- Film poster
- Directed by: Marco Ferreri
- Written by: Ennio Flaiano Jean-Claude Carrière Marco Ferreri
- Based on: "Melampus" by Ennio Flaiano
- Produced by: Ralph Baum Raymond Danon Alfred Levy
- Starring: Catherine Deneuve Marcello Mastroianni
- Cinematography: Mario Vulpiani
- Edited by: Giuliana Trippa
- Music by: Philippe Sarde
- Release date: 3 May 1972;
- Running time: 100 minutes
- Country: Italy
- Language: Italian
- Box office: $1.76 million

= Liza (1972 film) =

1972 film

Liza (La cagna) is a 1972 Italian drama film directed by Marco Ferreri. It is based on the short story "Melampus" by Ennio Flaiano.

==Plot==
Giorgio, a middle-aged artist, lives in total solitude on a tiny, uninhabited island in the Strait of Bonifacio. His only companion is his dog, Melampo; he spends his days fishing, walking, collecting whatever the sea washes ashore, and drawing comic strips. One day, a sailboat stops near the beach; Liza, a blonde woman, dives in and—after yet another argument with the friends and partner (Ludwig) she is vacationing with—gets herself left behind on the island. Giorgio is reluctantly forced to host the intruder in his eccentric bunker-like home; after spending the night together, he takes her back to the mainland the following day.

Fascinated by the taciturn hermit, Liza decides to return to the island to be with him. However, she realizes that while Giorgio appreciates having a young lover, he remains largely indifferent to her presence otherwise, preferring to spend his time "conversing" with his faithful dog, Melampo. Driven by jealousy, she cruelly causes the dog's death, forcing it to swim until it drowns from exhaustion. She then decides to play the role of a "female dog" to capture the man's full attention; he seems to willingly accept this game of dominance and submission.

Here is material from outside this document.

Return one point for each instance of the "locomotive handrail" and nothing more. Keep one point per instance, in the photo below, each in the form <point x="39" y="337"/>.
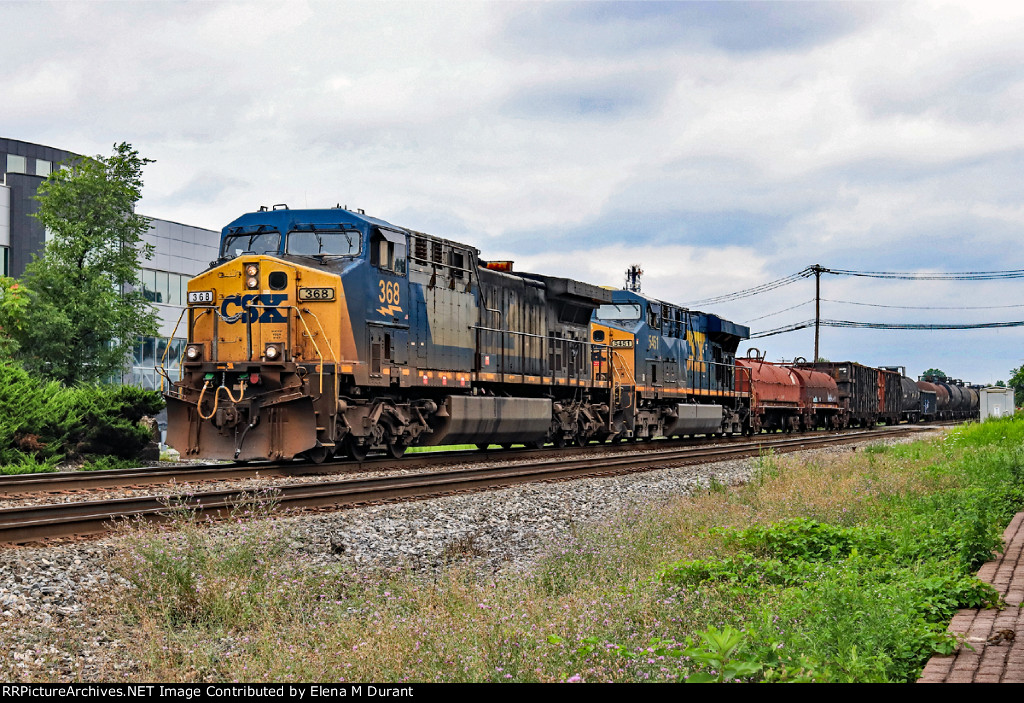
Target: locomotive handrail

This strange idyll is short-lived, as Giorgio is forced to return to Paris—and the family he had abandoned—after his teenage son informs him that his mother has attempted suicide. Before leaving the island, he asks Liza to wait for him, promising to return soon. Back in civilization, Giorgio resumes the bourgeois life he had fled, but the "female dog" has followed her "master" and urges him to return with her to the island, where they can live out their exclusive relationship. One day, the sea carries off their inflatable boat—their only means of reaching the mainland—leaving the two men completely cut off from the world. Deprived of provisions and unable to sustain themselves by fishing alone, they soon face starvation and attempt to leave the island by air in a surplus wartime plane that Giorgio has somehow managed to repair.

==Cast==
- Catherine Deneuve as Liza
- Marcello Mastroianni as Giorgio
- Corinne Marchand as Giorgio's wife
- Michel Piccoli as Giorgio's friend
- Pascal Laperrousaz as Giorgio's son
- Dominique Marcas as Maid
- Valérie Stroh as Giorgio's daughter
- Claudia Bianchi
- Enrico Blasi
- Mauro Benedetti
- Claudine Berg as Liza's friend
- Luigi Antonio Guerra

== Production ==
Ennio Flaiano originally adapted his novella *Melampus* into a screenplay with the intention of making his directorial debut, but the project never materialized. Although credited with the screenplay for the film directed by Marco Ferreri—alongside the director himself and Jean-Claude Carrière—Flaiano played no part in the actual production and would likely not have appreciated the radical changes made to his work.

Filming took place almost entirely on the islands of Lavezzi and Cavallo, with the exception of a few sequences set in Paris.

==Reception==
The film recorded admissions of 293,854 in France.

The Dizionario Morandini praised the film as a "bitter parable about loneliness in a degraded world, unfolding in a confined space, with flashes of irony and misogyny", admiring its "high stylistic quality." Paolo Mereghetti described the film as "a transitional work in Ferreri's filmography, though successful in its own right."

=== Style ===
Although the subject matter—a sadomasochistic relationship—is seemingly intense, Ferreri chooses to treat it with extreme detachment, as if unwilling to share in the despair of his characters who have no future, telling the story "without sadism or morbid indulgence." The narrative is fragmented, reduced to numerous short sequences—resembling notes or rough drafts.